Quick — what’s the first thing you associate with Argentina?
That’s why celebrated pianist and composer Lalo Schifrin, an Argentine native, assures me his statement is on the record.
“I tell you this openly,” he says. “I didn’t like tango before I met Piazzolla.”
Schifrin, 73, who is scheduled to perform his tango-flavored suite, “Letters from Argentina,” to close Chamber Music Northwest’s 35th season, didn’t want anything to do with his national music until he was inspired by the tango revolutionaries of the 1950s, especially his friend Astor Piazzolla, who shared the same young audience Schifrin drew with big band jazz. After Piazzolla, tango was no longer melodramatic songs about betrayal and loss nor cartoonish dance music, but a swinging, flexible style with room for jazz and modern classical techniques. After Piazzolla, tango was for the concert hall, not the dance floor only.
It is this modern tango — as well as the classical music and jazz on which Schifrin has built his reputation — that we hear in “Letters ,” a series of nine pieces that are both powerfully rhythmic and propelled by passionate, memorable melodies. Composed for piano, bandoneon, violin, double bass, clarinet and percussion, it was inspired by the music Schifrin heard while growing up — a source he has used rarely in a career that includes more than 100 scores for film and TV (Mission Impossible, Cool Hand Luke, Bullit, Dirty Harry, Rush Hour, etc.), four Grammy awards, more than 60 classical compositions, and conducting credits with major orchestras.
Schifrin didn’t even need to return to the country he left at age 26, when he was hired by Dizzy Gillespie, in order to write “Letters ,” he explains from his home in Los Angeles.
“I don’t need to look at postcards or paintings or walk along by the ocean. All I need to do is focus. Everything is inside.”
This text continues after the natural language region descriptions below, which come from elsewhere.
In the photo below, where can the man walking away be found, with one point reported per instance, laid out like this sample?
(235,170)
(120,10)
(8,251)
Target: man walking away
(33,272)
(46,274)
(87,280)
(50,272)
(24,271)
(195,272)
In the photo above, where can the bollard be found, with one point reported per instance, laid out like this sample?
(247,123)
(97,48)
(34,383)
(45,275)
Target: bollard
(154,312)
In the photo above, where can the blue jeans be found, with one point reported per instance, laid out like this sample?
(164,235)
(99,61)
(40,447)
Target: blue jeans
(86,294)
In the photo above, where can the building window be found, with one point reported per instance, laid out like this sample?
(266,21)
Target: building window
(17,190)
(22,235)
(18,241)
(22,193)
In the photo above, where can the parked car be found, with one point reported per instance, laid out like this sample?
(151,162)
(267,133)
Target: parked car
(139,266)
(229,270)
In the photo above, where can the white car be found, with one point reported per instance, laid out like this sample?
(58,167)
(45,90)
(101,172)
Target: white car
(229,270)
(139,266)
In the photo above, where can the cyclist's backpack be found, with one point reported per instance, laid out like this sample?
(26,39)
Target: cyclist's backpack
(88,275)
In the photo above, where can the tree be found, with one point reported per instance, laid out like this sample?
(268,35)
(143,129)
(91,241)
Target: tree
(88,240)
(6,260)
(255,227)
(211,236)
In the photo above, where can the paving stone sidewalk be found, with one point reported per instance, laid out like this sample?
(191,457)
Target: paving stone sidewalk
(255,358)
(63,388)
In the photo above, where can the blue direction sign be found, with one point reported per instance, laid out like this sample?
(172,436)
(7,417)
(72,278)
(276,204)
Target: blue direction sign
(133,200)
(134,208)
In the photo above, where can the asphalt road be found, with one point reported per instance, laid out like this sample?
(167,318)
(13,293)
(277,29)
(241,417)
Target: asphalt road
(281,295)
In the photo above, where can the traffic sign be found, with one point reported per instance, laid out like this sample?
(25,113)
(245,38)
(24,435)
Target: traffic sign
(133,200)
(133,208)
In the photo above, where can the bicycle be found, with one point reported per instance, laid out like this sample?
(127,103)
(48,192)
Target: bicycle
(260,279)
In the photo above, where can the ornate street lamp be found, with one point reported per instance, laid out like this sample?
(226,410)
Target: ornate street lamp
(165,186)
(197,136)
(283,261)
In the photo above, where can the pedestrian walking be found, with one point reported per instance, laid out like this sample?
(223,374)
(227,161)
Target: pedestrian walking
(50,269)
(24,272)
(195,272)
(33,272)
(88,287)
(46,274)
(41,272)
What he has carried inside since his youth are most notably the rhythms of tango — rhythms derived from the same African roots as the other great musical traditions of the Americas. “Tango del Atardecer,” for instance, with its compelling beat, includes dramatic glissandos, dissonance and phrasing that pauses then hurtles forward, while strongly rhythmic sections alternate with melodic passages.
Other selections come closer to tone poems, and Schifrin has also included an arrangement of apiece by an Argentine classical composer. Though varied, all the pieces share the cinematic scope and narrative drama characteristic of Schifrin’s film work as well as the feel of tango.
Familiarity with tango isn’t necessary to play Schifrin’s compositions, however.
“The way I wrote it, all the phrasing is there, the only thing you have to do is play like a classical piece But, by bringing in Nestor Marconi’s bandoneon,” he adds, “I’ve created a kind of mirage, giving the impression that they really are tango musicians. They are not, except the bass player, Pablo Aslan.”
Besides Schifrin on piano, the group also includes Cho-Liang Lin (violin), Satoshi Takeishi percussion) and clarinetist and CMNW Artistic Director David Shifrin; they are distant cousins, despite the difference in spellings, and plan a classical recording titled “Shifrin Plays Schifrin.”
Because he never heard any walls between them, Lolo Schifrin moves easily from classical music to tango and jazz. “I have a big record collection,” he says, “and I do it by alphabetical order. Miles Davis is next to Debussey.”